OBJECTIVE: The aim of this study is to retrospectively review PGHD for symptoms and ADEs entered by patients on PatientsLikeMe and coded by PatientsLikeMe to MedDRA terminology for concordance with regulatory-focused coding practices.

METHODS: An FDA MedDRA coding expert retrospectively reviewed a data file containing verbatim patient-reported symptoms and ADEs and PatientsLikeMe-assigned MedDRA terms to determine the medical accuracy and appropriateness of the selected MedDRA terms, applying the International Council for Harmonisation MedDRA Term Selection: Points to Consider (MTS:PTC) guides.

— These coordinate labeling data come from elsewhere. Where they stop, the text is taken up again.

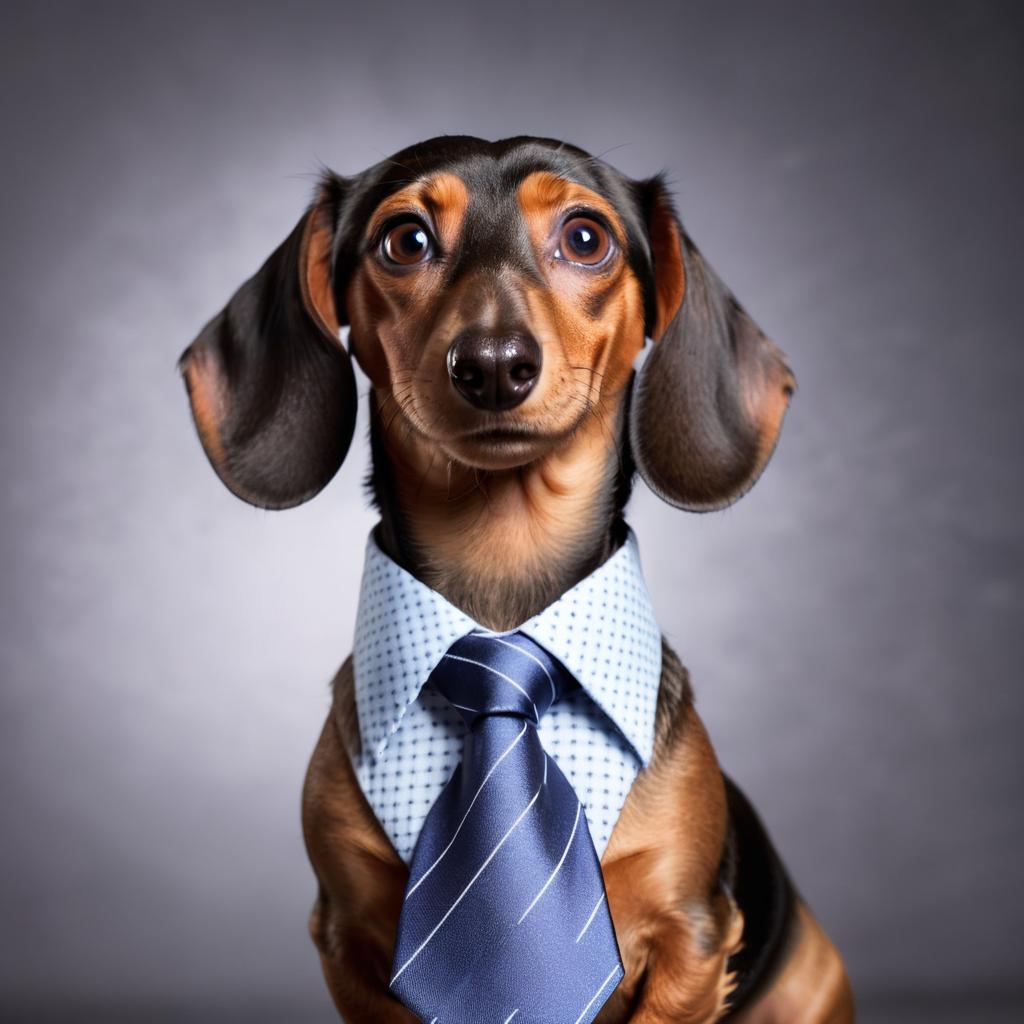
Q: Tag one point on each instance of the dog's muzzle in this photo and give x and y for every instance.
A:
(494, 372)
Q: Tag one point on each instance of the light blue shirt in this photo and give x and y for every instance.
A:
(603, 631)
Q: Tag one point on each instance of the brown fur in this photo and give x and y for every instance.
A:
(461, 492)
(676, 927)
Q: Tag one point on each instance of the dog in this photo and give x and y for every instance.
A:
(498, 296)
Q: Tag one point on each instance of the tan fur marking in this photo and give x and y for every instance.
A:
(440, 200)
(314, 279)
(670, 274)
(207, 403)
(544, 197)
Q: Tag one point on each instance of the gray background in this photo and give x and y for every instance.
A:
(853, 626)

RESULTS: The FDA MedDRA coding expert reviewed 3234 PatientsLikeMe-assigned MedDRA codes and patient-reported verbatim text. The FDA and PatientsLikeMe were concordant at 97.09% (3140/3234) of the PatientsLikeMe-assigned MedDRA codes. The 2.91% (94/3234) discordant subset was analyzed to identify reasons for differences. Coding differences were attributed to several reasons but mostly driven by PatientsLikeMe’s approach of assigning a more general MedDRA term to enable patient-to-patient engagement, while the FDA assigned a more specific medically relevant term.

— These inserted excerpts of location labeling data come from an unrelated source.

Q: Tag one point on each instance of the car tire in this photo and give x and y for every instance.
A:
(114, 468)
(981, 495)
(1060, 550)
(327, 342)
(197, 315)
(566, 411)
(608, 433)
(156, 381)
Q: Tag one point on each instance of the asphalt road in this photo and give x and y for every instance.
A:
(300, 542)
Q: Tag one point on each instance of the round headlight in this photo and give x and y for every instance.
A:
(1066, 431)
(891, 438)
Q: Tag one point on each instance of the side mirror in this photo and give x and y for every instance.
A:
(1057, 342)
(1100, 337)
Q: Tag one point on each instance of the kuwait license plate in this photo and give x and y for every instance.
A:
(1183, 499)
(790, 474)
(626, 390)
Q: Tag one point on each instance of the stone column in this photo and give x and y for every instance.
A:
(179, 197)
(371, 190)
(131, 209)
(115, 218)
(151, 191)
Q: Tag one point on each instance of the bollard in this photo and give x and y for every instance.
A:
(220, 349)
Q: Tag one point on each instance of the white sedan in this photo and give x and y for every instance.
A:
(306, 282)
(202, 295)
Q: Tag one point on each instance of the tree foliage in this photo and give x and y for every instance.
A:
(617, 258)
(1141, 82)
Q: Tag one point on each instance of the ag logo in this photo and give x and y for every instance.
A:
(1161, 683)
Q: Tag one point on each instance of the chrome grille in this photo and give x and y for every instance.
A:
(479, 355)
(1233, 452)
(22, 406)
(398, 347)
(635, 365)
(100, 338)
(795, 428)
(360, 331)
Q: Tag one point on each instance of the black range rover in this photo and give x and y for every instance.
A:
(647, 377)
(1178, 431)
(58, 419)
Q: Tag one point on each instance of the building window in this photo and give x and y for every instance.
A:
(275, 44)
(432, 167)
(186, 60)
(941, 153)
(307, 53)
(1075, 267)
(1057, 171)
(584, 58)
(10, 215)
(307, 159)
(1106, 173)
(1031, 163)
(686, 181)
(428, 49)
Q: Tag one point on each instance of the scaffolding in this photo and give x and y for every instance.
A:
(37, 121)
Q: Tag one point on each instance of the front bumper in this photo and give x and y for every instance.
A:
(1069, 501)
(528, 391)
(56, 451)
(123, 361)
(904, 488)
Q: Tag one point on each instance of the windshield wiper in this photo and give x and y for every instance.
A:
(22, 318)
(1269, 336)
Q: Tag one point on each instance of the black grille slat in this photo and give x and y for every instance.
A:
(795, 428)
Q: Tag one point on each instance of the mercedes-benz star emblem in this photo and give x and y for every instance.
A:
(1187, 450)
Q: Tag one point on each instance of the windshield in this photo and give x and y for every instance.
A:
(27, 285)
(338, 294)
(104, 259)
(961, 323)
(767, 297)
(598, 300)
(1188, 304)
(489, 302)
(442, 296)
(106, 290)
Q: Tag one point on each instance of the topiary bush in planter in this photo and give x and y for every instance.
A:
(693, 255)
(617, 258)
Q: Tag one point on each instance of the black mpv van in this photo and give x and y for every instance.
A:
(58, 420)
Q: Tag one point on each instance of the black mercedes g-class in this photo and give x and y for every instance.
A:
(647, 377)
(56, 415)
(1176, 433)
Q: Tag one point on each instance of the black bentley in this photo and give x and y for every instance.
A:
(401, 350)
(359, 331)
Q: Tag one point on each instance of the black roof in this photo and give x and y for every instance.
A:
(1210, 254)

CONCLUSIONS: PatientsLikeMe MedDRA coding of PGHD was generally comparable to how the FDA would code similar data, applying the MTS:PTC principles. Discordant coding resulted from several reasons but mostly reflected a difference in purpose. The MTS:PTC coding principles aim to capture the most specific reported information about an ADE, whereas PatientsLikeMe may code patient-reported symptoms and ADEs to more general MedDRA terms to support patient engagement among a larger group of patients. This study demonstrates that most verbatim reports of symptoms and ADEs collected by a PGHD source, such as the PatientsLikeMe platform, could be reliably coded to MedDRA terminology by applying the MTS:PTC guide. Regarding all secondary use of novel data, understanding coding and standardization principles applied to these data types are important.